Reviewed by Francis R. Nicosia (St. Michael's College)
Published on H-German (October, 1995)
Esriel Hildesheimer's book is the first comprehensive study of the only official, central, representative bodies in German Jewish history. It considers the history of the Reichsvertretung der deutschen Juden (after 1935, the Reichsvertretung der Juden in Deutschland) from 1933 to 1939, and of its successor, the Reichsvereinigung der Juden in Deutschland between 1939 and 1943. As such, it is an enormously valuable addition to what has always been a decidedly eclectic literature on German-Jewish history during the Third Reich. The book is more than merely a history of the two organizations; it also serves as a useful history of the Jewish community in Germany during the Third Reich, something that no single volume, perhaps with the exception of Wolfgang Benz's edited collection Die Juden in Deutschland 1933-1945: Leben under nationalsozialistischer Herrschaft (1989), has attempted to date.

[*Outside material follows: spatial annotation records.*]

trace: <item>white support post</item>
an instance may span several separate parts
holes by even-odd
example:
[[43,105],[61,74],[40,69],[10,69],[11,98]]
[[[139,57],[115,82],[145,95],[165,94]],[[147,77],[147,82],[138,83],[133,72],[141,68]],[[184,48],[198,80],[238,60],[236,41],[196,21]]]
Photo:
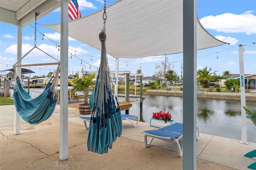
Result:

That scholars have shied away from writing a comprehensive history of German Jewry during the Third Reich is not surprising. The archives of the various German Jewish organizations suffered mixed fates between the Kristallnacht pogrom in November 1938 and the end of World War II, leaving the documentary evidence scattered and uneven. Much was destroyed, either by Jewish organizations themselves, by the police, or as a result of allied bombing. A considerable amount was captured by the Red Army and shipped off to Moscow, to be found and examined there or in the former DDR only fairly recently. The records that did survive reveal a strict Ueberwachung by the police, a reality that often compromised their reliability. Moreover, police records rather than the records of the Jewish organizations themselves have had to be used as documentary sources on Jewish life in Germany after 1933. These records, although valuable, are not without their own methodological problems.
While only scattered remnants of the archives of the Zionistische Vereinigung fuer Deutschland have been found in Germany, Israel, the former Soviet Union and the United States, a considerable amount of material from the largest Jewish political organization in Germany, the Central-Verein deutscher Staatsbuerger juedischen Glaubens, has recently been uncovered at the "Special Archives" (Osobyi) in Moscow. Differences such as this have also been characteristic of the Reichsvertretung and the Reichsvereinigung. Although Esriel Hildesheimer does an outstanding job of recreating the histories of both organizations and, through them, the tragic fate of German Jewry under National Socialism, his treatment of the two is understandably uneven. The records of the Reichsvertretung were largely destroyed, with thinly scattered remnants surviving in Israeli, Russian and German archives, and in some Jewish archives in the United States. On the other hand, a significant portion of the records of the Reichsvereinigung did survive at what was the Zentrales Staatsarchiv of the former German Democratic Republic in Potsdam, now a branch of the Bundesarchiv.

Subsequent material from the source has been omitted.